Harvey reflects on 22 years with D/SAOC, H/OVC

-Messenger photo by Hans Madsen
Marie Harvey listens during the Domestic/Sexual Assault Outreach Center’s annual Domestic Violence Awareness Candlelight Vigil Thursday at St. Paul Lutheran Church in Fort Dodge.

Marie Harvey was fresh out of college in 2001 and looking for a job after she moved back home to Fort Dodge. She wasn’t too picky and when she found an opening that sort of aligned with her degree in children and family services, she went for it.

That job was as the house manager at the Domestic/Sexual Assault Outreach Center’s emergency shelter house.

“I was answering phones and tending to the clients’ needs,” Harvey said.

A couple months later, she became a counselor, and in the 22 years since, Harvey has filled just about every position in the organization, except for executive director and child advocate.

Most recently, she was the program supervisor for D/SAOC’s Homicide/Other Violent Crimes Program, which serves victims of violent crimes and their families as they process their loss and navigate the criminal justice system. Friday was her last day.

Though she’s no longer with D/SAOC, Harvey isn’t going very far away — physically or in work. Starting next week, she’s going to be a victim/witness coordinator for the Iowa Attorney General’s Office’s Statewide Prosecutions Division.
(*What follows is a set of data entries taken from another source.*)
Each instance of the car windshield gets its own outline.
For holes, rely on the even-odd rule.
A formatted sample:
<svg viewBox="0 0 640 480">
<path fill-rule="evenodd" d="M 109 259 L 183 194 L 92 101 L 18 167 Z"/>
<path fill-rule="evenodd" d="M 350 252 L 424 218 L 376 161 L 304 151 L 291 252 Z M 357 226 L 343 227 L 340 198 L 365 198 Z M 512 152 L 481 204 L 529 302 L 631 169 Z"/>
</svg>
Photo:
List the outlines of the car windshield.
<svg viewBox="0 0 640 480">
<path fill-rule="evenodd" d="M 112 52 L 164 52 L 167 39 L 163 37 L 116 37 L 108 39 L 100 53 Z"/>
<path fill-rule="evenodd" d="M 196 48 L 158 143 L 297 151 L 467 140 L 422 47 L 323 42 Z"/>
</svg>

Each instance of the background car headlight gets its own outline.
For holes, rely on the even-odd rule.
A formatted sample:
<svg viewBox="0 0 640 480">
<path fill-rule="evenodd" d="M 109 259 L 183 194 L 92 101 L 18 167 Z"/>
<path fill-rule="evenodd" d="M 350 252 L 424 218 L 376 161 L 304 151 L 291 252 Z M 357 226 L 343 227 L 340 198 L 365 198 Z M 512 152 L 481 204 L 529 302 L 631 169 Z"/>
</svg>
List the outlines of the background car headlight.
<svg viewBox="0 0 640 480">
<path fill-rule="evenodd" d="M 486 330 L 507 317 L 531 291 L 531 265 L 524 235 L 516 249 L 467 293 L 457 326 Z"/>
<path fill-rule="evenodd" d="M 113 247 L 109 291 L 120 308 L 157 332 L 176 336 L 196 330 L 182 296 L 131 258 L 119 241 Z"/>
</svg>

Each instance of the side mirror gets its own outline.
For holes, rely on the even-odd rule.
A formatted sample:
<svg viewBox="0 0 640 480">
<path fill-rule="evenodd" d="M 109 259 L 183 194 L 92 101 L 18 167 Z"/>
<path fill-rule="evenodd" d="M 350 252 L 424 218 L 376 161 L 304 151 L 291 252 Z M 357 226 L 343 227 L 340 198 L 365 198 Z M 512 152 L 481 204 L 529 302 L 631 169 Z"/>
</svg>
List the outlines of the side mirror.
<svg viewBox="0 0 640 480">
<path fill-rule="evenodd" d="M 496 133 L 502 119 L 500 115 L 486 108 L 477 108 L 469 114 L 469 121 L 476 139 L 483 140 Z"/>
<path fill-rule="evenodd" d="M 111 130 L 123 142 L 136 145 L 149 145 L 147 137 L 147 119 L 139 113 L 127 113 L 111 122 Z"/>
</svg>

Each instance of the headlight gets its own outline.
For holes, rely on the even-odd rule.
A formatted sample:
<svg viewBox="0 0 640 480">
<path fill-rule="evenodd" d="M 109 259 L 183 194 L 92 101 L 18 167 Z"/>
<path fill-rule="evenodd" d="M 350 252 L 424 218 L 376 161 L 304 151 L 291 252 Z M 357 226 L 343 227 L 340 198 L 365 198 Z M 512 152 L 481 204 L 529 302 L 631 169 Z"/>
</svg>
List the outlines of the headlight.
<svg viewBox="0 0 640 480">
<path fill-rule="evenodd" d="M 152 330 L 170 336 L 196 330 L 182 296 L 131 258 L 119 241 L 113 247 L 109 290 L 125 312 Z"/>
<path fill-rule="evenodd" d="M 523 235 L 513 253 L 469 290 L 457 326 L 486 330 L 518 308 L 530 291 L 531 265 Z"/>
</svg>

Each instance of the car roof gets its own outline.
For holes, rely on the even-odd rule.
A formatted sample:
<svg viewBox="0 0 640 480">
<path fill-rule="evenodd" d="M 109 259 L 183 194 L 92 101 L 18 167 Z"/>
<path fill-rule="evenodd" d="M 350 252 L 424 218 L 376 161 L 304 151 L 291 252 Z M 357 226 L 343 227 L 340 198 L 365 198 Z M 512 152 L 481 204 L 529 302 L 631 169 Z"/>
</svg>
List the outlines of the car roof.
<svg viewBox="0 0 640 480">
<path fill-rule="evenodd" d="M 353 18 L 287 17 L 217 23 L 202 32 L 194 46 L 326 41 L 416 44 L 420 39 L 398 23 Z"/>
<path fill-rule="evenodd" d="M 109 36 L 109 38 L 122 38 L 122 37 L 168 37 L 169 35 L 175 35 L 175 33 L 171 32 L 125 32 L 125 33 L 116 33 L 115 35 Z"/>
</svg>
She’ll still live in Fort Dodge, but she will work cases throughout the state.

Harvey recalled her first time working with a homicide case. It was 2004 and the victim was actually a friend of hers. She was a counselor for D/SAOC at the time, but the director asked her to help out.

About six years later, she became a counselor and then program supervisor for H/OVC, which covers a 15-county region.

“I’ve worked with some really great people throughout the years, whether it’s my co-workers, law enforcement, my clients,” Harvey said. “I’d do it all over again.”

Recently, Harvey and her co-workers looked back at her two decades with D/SAOC and H/OVC and estimated that she has worked with around 5,000 clients. The bulk of that, she said, are clients she saw through the H/OVC program.

“There’s bits and pieces of each of them that stick out,” Harvey said of the clients she worked with.

Generally, she said the most memorable cases are those that involved children, but others have a solid spot in her memory, too.

“I remember going with a wife when she first went to go see her husband at a funeral home and hearing her wails,” Harvey said.

More than anything, she said, she remembers the resilience the victims and survivors and their families have shown through even the most horrific cases.

“During a case, we see and we hear some of the worst of the worst,” Harvey said. “But seeing somebody get up and being able to read their victim impact statement and face their attacker, those are the small successes.”

Over the years, Harvey said, she’s enjoyed building strong relationships with local law enforcement and prosecutors. She also cherishes the relationships she’s built with the other D/SAOC staff.

“I’ve always said that one thing that’s kept me in this is my co-workers,” she said. “My co-workers are my family.”

That family becomes even more important when they’re working on the really emotionally taxing cases.

“We rely on each other a lot,” said Jamie Huse, a child advocate for D/SAOC who will also be taking over Harvey’s role with the H/OVC program. “You can’t go home and talk about it. You can’t be like, ‘I had a terrible day, I saw all these horrible things,’ because everything’s so confidential. You see all those terrible, horrible images and hear their trauma and get that vicarious trauma, so we’ll regroup and we’ll sit here and just talk it out and cry it out together.”

It takes a special kind of person to spend years and years advocating for victims and survivors, helping them navigate the courts as they seek justice and counseling them through some of the hardest days of their lives — and Harvey is that special kind of person, Huse said.

“She just has that natural way with people, giving hope and light to those when they’re in some of their darkest times,” Huse said. “She just has that natural ability and that natural positivity and people know she genuinely cares. It’s not just a job to her — she really wants to make a difference to someone.”